Check out the Issues tab: https://github.com/Bob-O-Rama/cvfind/issues and see if there is an Issue you can help with.

Known Issues

  • ORB and AKAZE detectors have been tested the most, others are in various stages of "working" while others just might not be very effective.
  • cvfind pre-loads all images into memory and fairly efficiently uses swap, 32GB of memory ( between RAM and swap ) should be sufficient for a 250 16MP tile project.
  • Out of memory conditions can be reduced by reducing the number of threads for image processing.

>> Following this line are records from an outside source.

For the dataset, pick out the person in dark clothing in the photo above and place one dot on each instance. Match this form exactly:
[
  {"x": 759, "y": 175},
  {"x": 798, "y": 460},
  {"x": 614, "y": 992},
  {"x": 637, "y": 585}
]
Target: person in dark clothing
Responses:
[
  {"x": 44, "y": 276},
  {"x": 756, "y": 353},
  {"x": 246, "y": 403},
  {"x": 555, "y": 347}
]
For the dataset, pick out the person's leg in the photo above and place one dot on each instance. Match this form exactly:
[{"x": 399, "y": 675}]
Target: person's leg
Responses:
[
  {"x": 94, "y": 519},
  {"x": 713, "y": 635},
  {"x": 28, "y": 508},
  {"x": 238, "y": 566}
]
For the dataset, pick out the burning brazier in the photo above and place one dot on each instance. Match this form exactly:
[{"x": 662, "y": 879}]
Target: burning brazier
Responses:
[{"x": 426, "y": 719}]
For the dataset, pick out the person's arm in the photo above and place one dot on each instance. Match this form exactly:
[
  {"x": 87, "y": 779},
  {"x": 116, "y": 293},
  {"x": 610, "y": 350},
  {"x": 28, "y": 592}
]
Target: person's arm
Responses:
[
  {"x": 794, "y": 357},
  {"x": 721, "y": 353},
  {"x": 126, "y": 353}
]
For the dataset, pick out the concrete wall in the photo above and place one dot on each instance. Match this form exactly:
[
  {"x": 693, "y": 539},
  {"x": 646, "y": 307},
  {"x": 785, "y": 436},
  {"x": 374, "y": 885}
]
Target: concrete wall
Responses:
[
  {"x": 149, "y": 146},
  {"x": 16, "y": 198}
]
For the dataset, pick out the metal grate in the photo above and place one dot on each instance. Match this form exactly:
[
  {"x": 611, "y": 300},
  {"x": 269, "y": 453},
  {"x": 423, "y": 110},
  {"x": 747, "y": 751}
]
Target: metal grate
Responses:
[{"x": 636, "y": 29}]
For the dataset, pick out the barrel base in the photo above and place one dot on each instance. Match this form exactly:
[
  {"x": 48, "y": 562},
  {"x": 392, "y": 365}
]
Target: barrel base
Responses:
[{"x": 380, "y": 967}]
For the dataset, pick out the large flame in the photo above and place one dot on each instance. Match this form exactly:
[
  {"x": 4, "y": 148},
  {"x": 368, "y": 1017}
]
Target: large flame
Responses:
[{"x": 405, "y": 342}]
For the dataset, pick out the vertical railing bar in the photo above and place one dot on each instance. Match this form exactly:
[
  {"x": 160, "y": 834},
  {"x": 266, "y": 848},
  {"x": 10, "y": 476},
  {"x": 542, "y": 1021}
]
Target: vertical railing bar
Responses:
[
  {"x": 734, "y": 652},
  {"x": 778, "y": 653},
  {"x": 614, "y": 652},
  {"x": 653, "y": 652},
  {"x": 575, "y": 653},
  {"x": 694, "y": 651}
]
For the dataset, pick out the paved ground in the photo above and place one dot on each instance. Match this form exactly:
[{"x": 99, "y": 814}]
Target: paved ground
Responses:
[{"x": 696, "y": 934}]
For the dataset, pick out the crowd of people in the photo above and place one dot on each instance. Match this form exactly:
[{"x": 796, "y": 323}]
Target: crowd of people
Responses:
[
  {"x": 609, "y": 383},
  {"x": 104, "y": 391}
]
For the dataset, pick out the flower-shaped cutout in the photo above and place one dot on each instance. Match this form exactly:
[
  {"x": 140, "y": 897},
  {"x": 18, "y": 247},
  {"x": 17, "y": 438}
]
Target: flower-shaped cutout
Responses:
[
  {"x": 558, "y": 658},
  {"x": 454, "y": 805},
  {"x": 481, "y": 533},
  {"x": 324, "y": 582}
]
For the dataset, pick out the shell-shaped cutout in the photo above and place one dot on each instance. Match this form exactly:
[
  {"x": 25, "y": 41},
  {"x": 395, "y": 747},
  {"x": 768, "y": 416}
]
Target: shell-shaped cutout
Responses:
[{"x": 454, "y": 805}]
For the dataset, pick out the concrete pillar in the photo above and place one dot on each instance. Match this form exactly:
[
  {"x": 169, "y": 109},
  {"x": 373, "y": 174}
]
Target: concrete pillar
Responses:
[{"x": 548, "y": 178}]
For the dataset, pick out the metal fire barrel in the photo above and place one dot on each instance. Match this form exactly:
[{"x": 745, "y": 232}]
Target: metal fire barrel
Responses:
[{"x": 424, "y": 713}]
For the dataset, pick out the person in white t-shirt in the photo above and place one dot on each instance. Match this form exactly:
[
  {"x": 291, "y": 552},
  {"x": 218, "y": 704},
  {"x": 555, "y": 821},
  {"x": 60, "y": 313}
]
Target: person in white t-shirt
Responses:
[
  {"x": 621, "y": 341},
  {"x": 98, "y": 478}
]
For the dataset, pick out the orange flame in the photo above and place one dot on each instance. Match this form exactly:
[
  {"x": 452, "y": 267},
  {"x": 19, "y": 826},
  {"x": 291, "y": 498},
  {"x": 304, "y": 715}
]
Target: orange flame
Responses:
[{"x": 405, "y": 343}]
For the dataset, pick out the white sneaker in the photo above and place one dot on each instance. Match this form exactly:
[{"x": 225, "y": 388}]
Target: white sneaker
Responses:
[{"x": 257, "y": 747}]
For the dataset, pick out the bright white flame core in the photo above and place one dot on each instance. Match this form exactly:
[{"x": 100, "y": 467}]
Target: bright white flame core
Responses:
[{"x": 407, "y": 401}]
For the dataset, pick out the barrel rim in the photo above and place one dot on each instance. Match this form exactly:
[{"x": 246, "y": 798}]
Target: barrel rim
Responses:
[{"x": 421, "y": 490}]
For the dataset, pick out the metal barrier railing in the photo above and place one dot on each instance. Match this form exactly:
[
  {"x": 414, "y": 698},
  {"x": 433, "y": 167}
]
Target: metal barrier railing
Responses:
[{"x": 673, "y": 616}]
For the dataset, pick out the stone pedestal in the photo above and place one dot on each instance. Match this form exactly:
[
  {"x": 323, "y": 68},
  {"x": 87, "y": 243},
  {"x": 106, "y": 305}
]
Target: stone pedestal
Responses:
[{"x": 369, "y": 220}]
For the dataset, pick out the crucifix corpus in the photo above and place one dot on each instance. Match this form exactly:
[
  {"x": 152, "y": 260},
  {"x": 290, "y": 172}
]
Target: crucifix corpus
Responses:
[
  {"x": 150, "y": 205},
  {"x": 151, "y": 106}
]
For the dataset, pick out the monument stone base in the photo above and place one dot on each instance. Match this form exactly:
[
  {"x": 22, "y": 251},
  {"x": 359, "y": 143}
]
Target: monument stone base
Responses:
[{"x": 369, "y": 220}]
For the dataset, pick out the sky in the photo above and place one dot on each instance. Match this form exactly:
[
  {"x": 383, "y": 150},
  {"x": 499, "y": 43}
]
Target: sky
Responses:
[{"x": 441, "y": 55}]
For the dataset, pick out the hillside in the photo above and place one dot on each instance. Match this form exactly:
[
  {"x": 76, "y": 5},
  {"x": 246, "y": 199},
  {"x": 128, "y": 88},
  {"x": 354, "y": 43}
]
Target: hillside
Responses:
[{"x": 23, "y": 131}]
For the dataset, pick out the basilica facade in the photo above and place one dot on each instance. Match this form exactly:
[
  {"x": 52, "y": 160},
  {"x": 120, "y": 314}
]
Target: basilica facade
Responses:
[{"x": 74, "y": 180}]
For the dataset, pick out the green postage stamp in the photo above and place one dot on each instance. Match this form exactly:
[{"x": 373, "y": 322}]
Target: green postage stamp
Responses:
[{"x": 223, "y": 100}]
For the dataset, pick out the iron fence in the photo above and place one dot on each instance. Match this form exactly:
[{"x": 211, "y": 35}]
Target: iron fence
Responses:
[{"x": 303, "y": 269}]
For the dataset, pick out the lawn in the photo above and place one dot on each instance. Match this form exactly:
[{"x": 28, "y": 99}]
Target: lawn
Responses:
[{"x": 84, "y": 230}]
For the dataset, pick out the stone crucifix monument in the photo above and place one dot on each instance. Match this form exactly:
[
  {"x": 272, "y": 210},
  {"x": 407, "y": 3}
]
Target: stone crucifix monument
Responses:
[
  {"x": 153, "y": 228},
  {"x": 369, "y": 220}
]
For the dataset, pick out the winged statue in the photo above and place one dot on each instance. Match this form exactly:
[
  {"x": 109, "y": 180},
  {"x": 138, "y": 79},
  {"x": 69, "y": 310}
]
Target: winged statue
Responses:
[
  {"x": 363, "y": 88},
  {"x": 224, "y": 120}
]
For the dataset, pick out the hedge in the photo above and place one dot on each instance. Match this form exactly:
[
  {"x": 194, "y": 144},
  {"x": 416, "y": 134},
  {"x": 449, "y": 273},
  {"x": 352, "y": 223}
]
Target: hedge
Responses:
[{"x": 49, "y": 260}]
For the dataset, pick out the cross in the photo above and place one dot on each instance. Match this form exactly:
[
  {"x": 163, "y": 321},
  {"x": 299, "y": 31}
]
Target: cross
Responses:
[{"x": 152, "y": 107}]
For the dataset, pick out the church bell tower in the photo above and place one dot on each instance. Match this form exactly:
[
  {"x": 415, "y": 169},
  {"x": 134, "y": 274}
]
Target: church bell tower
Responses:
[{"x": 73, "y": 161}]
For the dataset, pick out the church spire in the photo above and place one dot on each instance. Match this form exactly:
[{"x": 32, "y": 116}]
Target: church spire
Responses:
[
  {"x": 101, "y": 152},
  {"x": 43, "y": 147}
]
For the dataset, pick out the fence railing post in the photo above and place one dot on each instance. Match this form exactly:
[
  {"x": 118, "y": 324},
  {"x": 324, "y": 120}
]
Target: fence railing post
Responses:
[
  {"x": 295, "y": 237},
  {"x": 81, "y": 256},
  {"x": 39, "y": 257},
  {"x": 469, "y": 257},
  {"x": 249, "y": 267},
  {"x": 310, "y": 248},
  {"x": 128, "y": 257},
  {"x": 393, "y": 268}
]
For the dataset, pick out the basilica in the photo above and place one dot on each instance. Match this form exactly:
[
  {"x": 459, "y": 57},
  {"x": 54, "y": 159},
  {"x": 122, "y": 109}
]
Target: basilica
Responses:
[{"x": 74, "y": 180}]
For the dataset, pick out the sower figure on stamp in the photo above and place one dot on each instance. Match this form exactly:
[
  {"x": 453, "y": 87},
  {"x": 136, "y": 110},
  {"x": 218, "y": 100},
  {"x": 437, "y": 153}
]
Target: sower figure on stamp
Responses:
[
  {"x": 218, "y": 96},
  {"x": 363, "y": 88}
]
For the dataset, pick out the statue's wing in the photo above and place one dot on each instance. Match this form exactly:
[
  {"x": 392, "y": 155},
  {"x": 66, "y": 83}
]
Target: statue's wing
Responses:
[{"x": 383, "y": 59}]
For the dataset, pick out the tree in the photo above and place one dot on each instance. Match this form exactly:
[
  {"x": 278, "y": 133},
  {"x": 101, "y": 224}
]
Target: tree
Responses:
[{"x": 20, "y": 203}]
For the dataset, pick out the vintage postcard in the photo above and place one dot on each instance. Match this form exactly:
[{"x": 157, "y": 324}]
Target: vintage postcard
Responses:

  • Processing scales fairly linearly with more cores on systems that support multiple memory channels, such as server class equipment.
  • By default cvfind can produce many more control points than cpfind. For stitching images this seems not to cause any significant issues and projects with 250,000 control points optimize and stitch without issue. However there appears to be a bug in Hugin UI that cause it to crash when re-painting the numeric labels in the pairwise control point view. There is generally no need to edit control points, but be aware that Hugin may unexpectedly exit if you do.
  • Some longer processing steps may not adequately inform the user of their progress.
  • cvfind is 10-20 times more efficient when provided with shooting patterns hints.
  • Stiching large numbers of images with highly regular overlap may result in triggering bugs in enblend, that results in grey or black shaded areas in place of a particular image tile. This is not a cvfind issue, but owing to the fact that cvfind makes larger projects more feasible, you may see this. Adding some or all of the following options to the enblend command line usually resolve the issue: --preassemble --primary-seam-generator=nft --blend-colorspace=identity with --primary-seam-generator=nft generally being the most useful.